India passes 300,000 COVID-19 deaths as ‘black fungus’ spreads
By Glenda Kwek
NEW DELHI – India passed 300,000 confirmed coronavirus deaths on Monday (24), fatalities remaining high despite the country flattening out the number of new cases in its devastating pandemic wave.
It became the third country – after the United States and Brazil – to cross 300,000 deaths.
For several weeks the country of 1.3 billion has been hitting record daily rises in infections and fatalities, that have overwhelmed its healthcare system.
While the crisis has eased in major cities such as New Delhi and Mumbai, the coronavirus is still spreading in rural areas and southern states.
Another 4,454 deaths in 24 hours – the second-highest daily figure so far – took India’s toll to 303,720. It has added the last 50,000 deaths in under two weeks, according to government figures. Experts said the real numbers of deaths and infections, now 26.7 million, were probably much higher than the official figures.
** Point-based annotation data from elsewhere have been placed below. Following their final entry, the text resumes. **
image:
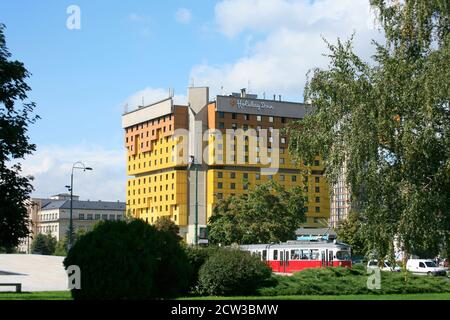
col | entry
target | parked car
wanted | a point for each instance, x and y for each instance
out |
(387, 266)
(425, 266)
“Deaths always will lag cases… People who have been diagnosed with infection now will go into hospital, and then a small number of them will die but that will be later,” Ashoka University biology professor Gautam Menon told AFP Monday.
The brutal wave has been accompanied by the emergence among coronavirus patients of thousands of cases of the usually rare infection mucormycosis, or ‘black fungus’.
The government has given figures between 5,424 and 8,848 for the number across India. Normally it records fewer than 20 cases a year.
Doctors say one of the reasons behind the explosion in ‘black fungus’ infections have been excessive use of steroids on virus patients.
Health Minister Harsh Vardhan said imports of the main anti-fungal drug, amphotericin B, had started to arrive in the country amid a severe shortage.
The coronavirus wave has brought India’s hospital system to its knees with severe shortages of oxygen and critical drugs.
The government has been criticized for its response as long queues formed for funerals at crematoriums and cemeteries. Images of suspected COVID-19 dead floating in the holy Ganges River or buried in shallow graves have only added to the controversy.
“We are seeing the bodies along the river Ganges which don’t seem to be recorded as Covid deaths but are very likely to be Covid deaths,” Menon said.
Experts have warned that religious festivals and packed state election rallies held earlier in the year could have led to virus ‘superspreader’ events.
There were also concerns that the B.1.617 variant, first detected in India last year, has contributed to the surge.
Vardhan said the variant accounted for some 20% of just under 26,000 samples from positive COVID-19 tests that have been genetically sequenced.
As part of its efforts to combat the pandemic, India has administered just over 196 million COVID-19 vaccination shots since mid-January.
But experts say the mass inoculation program needs to be significantly stepped up.
The country, home to the world’s largest vaccine maker, has halted exports of vaccines to meet local demand.